There’s quite a lot of ambiguity associated with looking after someone else’s children – and they know it! Even though it was made clear to both that ‘Grandad and Grandma were in charge’, you’re often faced with situations asking yourself how Mum and Dad would react. Obviously we haven’t looked after small children for more than three decades since Hannah and Philippa were small. Although we had TV in the 1980s, there were no video games, or subscription channels like Netflix offering up a continuous menu of cartoons.

Both Hannah and Philippa had quite a large circle of friends within easy distance of home, some just a few doors away. So whenever the weather was fine – or even if it was not – one or the other would be round a friend’s house, or the friends at ours. It’s a sign of the times but ‘play dates’ have to be arranged for both Hannah’s and Philippa’s children. This is not only a reflection of busy lives for Mums and Dads, but also that no friends live next door.

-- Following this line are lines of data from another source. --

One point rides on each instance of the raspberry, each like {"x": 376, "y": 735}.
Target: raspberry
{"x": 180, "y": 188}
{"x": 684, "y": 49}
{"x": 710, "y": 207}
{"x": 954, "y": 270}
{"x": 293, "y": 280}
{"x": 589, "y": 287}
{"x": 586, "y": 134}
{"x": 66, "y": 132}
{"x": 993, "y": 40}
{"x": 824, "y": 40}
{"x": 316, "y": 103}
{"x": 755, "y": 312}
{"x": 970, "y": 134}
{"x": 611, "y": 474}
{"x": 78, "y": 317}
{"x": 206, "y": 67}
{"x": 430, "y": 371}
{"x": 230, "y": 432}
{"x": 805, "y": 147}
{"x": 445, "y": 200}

We had fun with Callum and Zoë, although they might not perhaps reflect well on the occasions when I had to ‘lay down the law’. We went bike riding (they did the riding while we followed on foot), and explored the fascinating glacial potholes at the Interstate State Park 53 miles northeast from St Paul beside the St Croix River at Taylors Fall.

Afterwards we spent time at a splendid children’s playground at Stillwater. We ate out one night, went out for breakfast on the Sunday, and had a BBQ. Here are some more photos of that outing.

Grandma Mary (Michael’s mother) took the children to the Minnesota Zoo one day so Steph and I could enjoy a day at the Minnesota Landscape Arboretum (here are the 2018 photos), somewhere we have visited a couple of times in the past.

Beautiful echinaceas, a typical species of the prairies

And any visit to St Paul would not be complete without checking out the Marjorie McNeely Conservatory at Como Park (map).

We’ve been going there since 2006 when it was the venue for Hannah and Michael’s wedding. The floral displays change with the seasons, and we always enjoy seeing what the gardeners have prepared for their many visitors. This summer’s display was much more subdued compared to other years.

May 2006

December 2007

July 2016

June 2017

June 2018

I would certainly recommend a visit to Como Park  if you’re ever in St Paul. There is also a small zoo and fun fair, very popular with the children.

The Mississippi River is just 50 m from Hannah’s front door, but at least 50 m below. There are some lovely walks and parks along the river, Hidden Falls Regional Park, about a mile from Hannah’s, being one of them. But the river was high this year, with flooding closing several of the walks nearby. The St Croix River at Stillwater was the highest we have ever experienced.

Beside the Mississippi at Hidden Falls Regional Park.